The Legislature paved the way for the executive order last week by passing a bill to chop nearly $10 million, 5 percent, from the state”s legislative and judicial budgets and to take money from the state”s Budget Stabilization Fund.

The measure, sent to Engler for his signature, would withdraw up to $200 million to cover a shortfall in the state”s $9.2 billion general fund for the fiscal year that ended Sept. 30.

It also would funnel up to $350 million to cover all of a projected shortfall in the $11.5 billion School Aid Fund in the current fiscal year.

Engler is prohibited from using an executive order to cut the judicial and legislative budgets, which cover everything from legislators” staff to judges” salaries. So lawmakers had to approve cutbacks on their own.

The appropriations committees will have 10 days to either approve or disapprove the executive order. They can”t change the order, although it can be withdrawn and resubmitted with changes by Engler. The full Legislature does not vote on the executive order.

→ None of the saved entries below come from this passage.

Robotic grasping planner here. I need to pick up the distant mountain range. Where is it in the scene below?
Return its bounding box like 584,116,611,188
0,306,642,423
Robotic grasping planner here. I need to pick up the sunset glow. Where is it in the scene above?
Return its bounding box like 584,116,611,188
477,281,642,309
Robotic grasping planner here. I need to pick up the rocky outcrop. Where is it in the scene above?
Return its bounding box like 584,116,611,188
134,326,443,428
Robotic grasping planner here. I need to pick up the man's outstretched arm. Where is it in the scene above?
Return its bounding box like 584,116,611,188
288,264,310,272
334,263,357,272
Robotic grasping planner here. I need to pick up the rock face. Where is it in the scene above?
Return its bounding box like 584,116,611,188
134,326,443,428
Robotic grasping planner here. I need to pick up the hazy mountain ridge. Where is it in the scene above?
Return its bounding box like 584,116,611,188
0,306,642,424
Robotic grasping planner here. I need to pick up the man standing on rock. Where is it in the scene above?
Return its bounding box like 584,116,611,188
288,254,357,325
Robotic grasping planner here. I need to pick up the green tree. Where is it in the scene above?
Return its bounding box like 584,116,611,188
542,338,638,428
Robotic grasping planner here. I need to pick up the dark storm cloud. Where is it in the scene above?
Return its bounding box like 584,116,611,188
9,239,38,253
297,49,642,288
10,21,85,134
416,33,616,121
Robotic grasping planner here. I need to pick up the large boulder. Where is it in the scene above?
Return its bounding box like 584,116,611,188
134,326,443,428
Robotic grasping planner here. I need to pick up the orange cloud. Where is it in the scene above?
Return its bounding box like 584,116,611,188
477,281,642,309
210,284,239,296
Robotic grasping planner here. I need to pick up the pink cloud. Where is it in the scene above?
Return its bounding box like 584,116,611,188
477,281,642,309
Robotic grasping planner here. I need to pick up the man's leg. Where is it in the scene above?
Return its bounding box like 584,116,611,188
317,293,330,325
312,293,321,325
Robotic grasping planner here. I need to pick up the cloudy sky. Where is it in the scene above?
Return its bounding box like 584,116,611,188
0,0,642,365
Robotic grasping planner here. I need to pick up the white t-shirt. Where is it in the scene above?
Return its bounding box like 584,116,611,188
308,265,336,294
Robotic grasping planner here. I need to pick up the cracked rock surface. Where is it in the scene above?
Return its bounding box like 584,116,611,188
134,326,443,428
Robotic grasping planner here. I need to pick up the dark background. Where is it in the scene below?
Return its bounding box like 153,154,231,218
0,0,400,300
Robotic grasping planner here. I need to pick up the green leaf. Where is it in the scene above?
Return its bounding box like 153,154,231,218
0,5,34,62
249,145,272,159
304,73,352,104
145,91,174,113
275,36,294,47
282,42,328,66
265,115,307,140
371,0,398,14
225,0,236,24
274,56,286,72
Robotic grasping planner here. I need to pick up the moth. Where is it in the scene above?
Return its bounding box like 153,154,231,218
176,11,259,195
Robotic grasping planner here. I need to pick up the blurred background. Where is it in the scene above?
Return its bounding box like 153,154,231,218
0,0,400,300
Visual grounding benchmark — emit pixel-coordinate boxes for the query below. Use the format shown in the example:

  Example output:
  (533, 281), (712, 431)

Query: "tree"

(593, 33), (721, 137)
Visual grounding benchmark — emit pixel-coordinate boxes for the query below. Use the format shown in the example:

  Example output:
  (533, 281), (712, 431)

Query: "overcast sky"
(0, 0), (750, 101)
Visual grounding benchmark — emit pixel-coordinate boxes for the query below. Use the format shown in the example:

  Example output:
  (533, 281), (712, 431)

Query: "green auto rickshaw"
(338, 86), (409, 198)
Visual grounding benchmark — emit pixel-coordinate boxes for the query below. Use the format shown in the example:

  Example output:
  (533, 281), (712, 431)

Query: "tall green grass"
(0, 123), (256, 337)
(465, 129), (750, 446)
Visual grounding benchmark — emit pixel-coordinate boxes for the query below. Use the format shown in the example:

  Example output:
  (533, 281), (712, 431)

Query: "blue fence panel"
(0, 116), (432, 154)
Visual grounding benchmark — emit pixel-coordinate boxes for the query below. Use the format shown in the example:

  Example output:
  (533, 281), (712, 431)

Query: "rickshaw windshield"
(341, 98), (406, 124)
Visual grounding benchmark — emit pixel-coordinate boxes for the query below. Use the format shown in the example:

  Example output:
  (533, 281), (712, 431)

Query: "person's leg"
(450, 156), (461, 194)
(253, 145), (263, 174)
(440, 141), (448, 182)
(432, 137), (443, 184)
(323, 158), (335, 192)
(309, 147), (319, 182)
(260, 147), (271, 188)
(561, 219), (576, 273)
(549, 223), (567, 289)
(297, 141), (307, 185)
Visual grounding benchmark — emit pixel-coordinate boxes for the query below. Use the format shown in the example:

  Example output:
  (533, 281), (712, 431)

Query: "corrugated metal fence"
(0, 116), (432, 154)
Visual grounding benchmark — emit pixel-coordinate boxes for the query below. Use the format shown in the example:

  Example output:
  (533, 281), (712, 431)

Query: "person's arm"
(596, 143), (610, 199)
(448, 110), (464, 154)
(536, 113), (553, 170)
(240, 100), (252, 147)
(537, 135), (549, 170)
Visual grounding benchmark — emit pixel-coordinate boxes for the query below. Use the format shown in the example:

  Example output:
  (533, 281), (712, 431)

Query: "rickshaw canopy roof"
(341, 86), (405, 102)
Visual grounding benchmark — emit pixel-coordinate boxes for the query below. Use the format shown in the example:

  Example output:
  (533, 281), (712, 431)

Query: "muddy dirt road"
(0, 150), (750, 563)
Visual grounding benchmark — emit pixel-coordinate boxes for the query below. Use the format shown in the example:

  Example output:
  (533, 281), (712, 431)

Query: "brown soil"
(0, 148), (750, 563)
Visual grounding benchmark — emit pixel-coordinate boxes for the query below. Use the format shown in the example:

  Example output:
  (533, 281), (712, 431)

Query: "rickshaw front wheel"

The House is in recess and will not return until Nov. 27 to wrap up work for the year. The Senate will meet this week and then take a two-week Thanksgiving vacation until Nov. 27.

The Senate has several issues facing it besides the state”s budget problems. Leading the list is a proposal to make it harder for state lawmakers to approve future pay increases for themselves and other state officials, but DeGrow said that won”t be taken up right away.

The bill would require both the Senate and House to approve any pay raise recommended by the State Officers Compensation Commission before it could take effect. Now, pay raises take effect unless both houses vote them down. The bill also would permit lawmakers to lower salary levels.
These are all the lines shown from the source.